Ana Luiza d’Ávila Viana (1) e Eronildo Felisberto (2) | Na Revista Brasileira de Saúde Materno Infantil
A organização dos sistemas nacionais de saúde em formatos regionalizados adquiriu importância em muitos sistemas de saúde e tornou-se também desenho inspirador para as mudanças contemporâneas que abraçaram a diretriz da descentralização. Além disso, com menor ou maior ênfase, o tema permaneceu no centro das atenções em todo o percurso de implementação do Sistema Único de Saúde (SUS) em nosso país.
Passados 17 anos da emergência de uma norma técnica do Ministério da Saúde – que indicou a constituição de regiões de saúde pelos estados da Federação (Norma Operacional Básica 01 de 2000) e várias normativas federais de incentivo ao processo de regionalização e a constituição de redes (Pacto pela Saúde de 2006; Decreto Lei 7508, de 2011 e o Decreto 4279 de 2010 que propugna a constituição das RAS) -, é importante relatar o quanto avançamos nesse processo para, desta forma, podermos contribuir com um debate mais aprofundado sobre a regionalização da saúde.
A pesquisa Região e Redes se propõe a estudar e a disseminar conhecimento sobre as particularidades do processo de regionalização no Brasil, entendendo-o como aquele que constitui as regiões de saúde. Por outro lado, levanta a hipótese de que a organização regional dos serviços e das ações de saúde é um instrumento importante para a universalização que implicará a melhoria de alguns indicadores e, consequentemente, um melhor desempenho das regiões de saúde.
A razão dessa assertiva é que regular e direcionar o fluxo de serviços e pessoas dentro de um território delimitado significa introduzir melhorias no acesso aos serviços e um uso mais racional dos recursos, atendendo de forma integral as necessidades de saúde.
Discutir essa questão não é uma tarefa fácil. Além do estudo das características dos pontos de atenção à saúde nos territórios e do comportamento dos fluxos de pessoas entre os serviços intra e inter-regiões de saúde, é necessário que expliquemos esses movimentos em função também de outras variáveis que extrapolam a nem sempre evidente disponibilidade de serviços, ou disponibilidade de oferta.
Para isso, são necessários estudos de campo, com levantamento de dados primários, abarcando inúmeros aspectos referentes à política, ao planejamento e à gestão em saúde. Ou seja, é necessário um olhar integrado para as diferentes dimensões e/ou aspectos que compõem a atividade de satisfazer necessidades em saúde.
Foi o que fez a pesquisa em cinco regiões de saúde das cinco macro-regiões brasileiras: Entorno de Manaus e Alto do Rio Negro, no Norte; Baixada Cuiabana, no Centro-Oeste; Petrolina e Juazeiro, no Nordeste; Norte-Barretos e Sul-Barretos, no Sudeste; Carbonífera e Costa Doce, no Sul.

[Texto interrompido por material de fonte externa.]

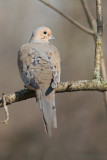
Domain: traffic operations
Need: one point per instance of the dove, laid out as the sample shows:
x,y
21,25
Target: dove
x,y
39,67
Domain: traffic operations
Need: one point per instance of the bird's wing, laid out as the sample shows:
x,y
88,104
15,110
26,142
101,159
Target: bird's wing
x,y
38,67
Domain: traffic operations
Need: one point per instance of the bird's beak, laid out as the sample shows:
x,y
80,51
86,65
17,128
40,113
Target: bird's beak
x,y
51,37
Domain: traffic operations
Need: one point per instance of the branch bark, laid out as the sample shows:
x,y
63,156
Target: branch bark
x,y
98,49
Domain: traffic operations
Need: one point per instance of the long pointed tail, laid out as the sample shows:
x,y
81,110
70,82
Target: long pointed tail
x,y
48,109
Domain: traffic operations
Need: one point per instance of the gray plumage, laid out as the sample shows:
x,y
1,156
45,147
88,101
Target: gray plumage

Essas regiões abarcam, pela divisão Urbano Regional do Instituto Brasileiro de Geografia e Estatística (IBGE), uma metrópole nacional, uma capital regional e municípios de diferentes densidades de redes urbanas e, além de áreas de fronteira estadual e internacional, regiões com diferentes composições de serviços públicos e privados e pertencentes a diferentes agrupamentos, segundo a tipologia proposta pela pesquisa.

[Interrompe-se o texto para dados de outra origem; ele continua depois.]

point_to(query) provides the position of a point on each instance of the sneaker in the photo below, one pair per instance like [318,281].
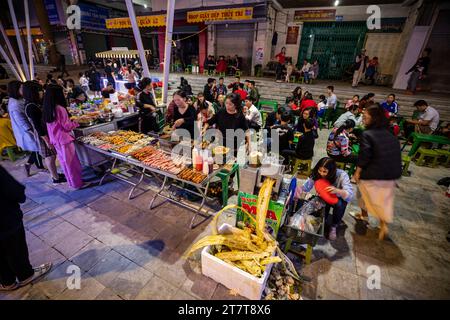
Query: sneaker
[332,234]
[39,272]
[9,288]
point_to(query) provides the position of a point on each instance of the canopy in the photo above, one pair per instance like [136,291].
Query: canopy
[120,54]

As mesmas regiões contemplam populações que variam de 384.175 a 2.119.145 habitantes, com variadas densidades demográficas, taxas de crescimento da população e taxas de envelhecimento populacional, além de um desempenho regional não homogêneo, segundo o Indicador de Desempenho Regional criado pela pesquisa. A escolha dessas regiões para o estudo de campo deve-se justamente à variabilidade presente nos territórios, o que nos permite checar o quanto essa composição específica de características impacta o processo de regionalização e qual o peso particular desses aspectos frente a outros, como o percurso histórico da política de saúde nessas mesmas regiões.

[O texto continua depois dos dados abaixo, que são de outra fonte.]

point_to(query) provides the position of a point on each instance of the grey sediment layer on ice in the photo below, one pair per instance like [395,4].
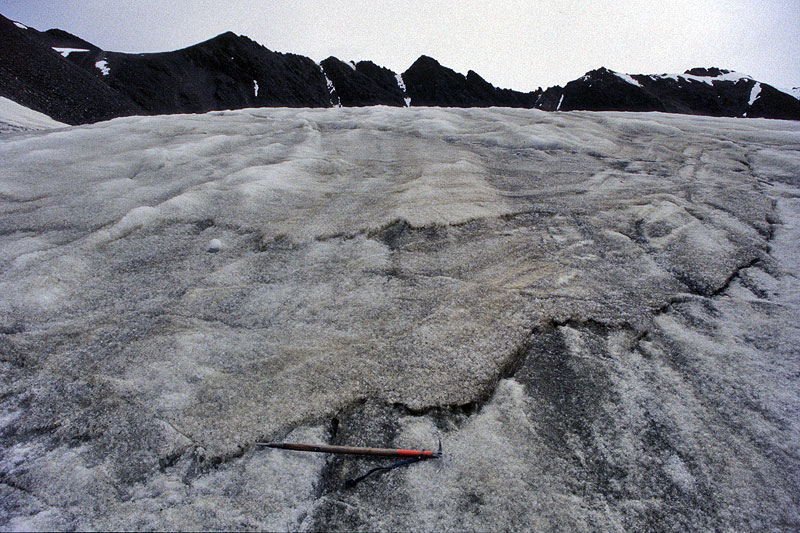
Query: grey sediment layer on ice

A equipe da pesquisa, formada por pesquisadores de diferentes instituições, escolheu como temas prioritários de estudo a governança do processo de regionalização, a atenção primária, a Rede de Urgência e Emergência e a vigilância em saúde.
Como traçadores, optou-se por acidente vascular cerebral (AVC) para doenças crônicas, e por dengue e tuberculose para vigilância.
Realizou-se mais de 30 itinerários terapêuticos para AVC nessas mesmas regiões a fim de obter uma visão integrada do percurso dos pacientes e dos serviços de saúde.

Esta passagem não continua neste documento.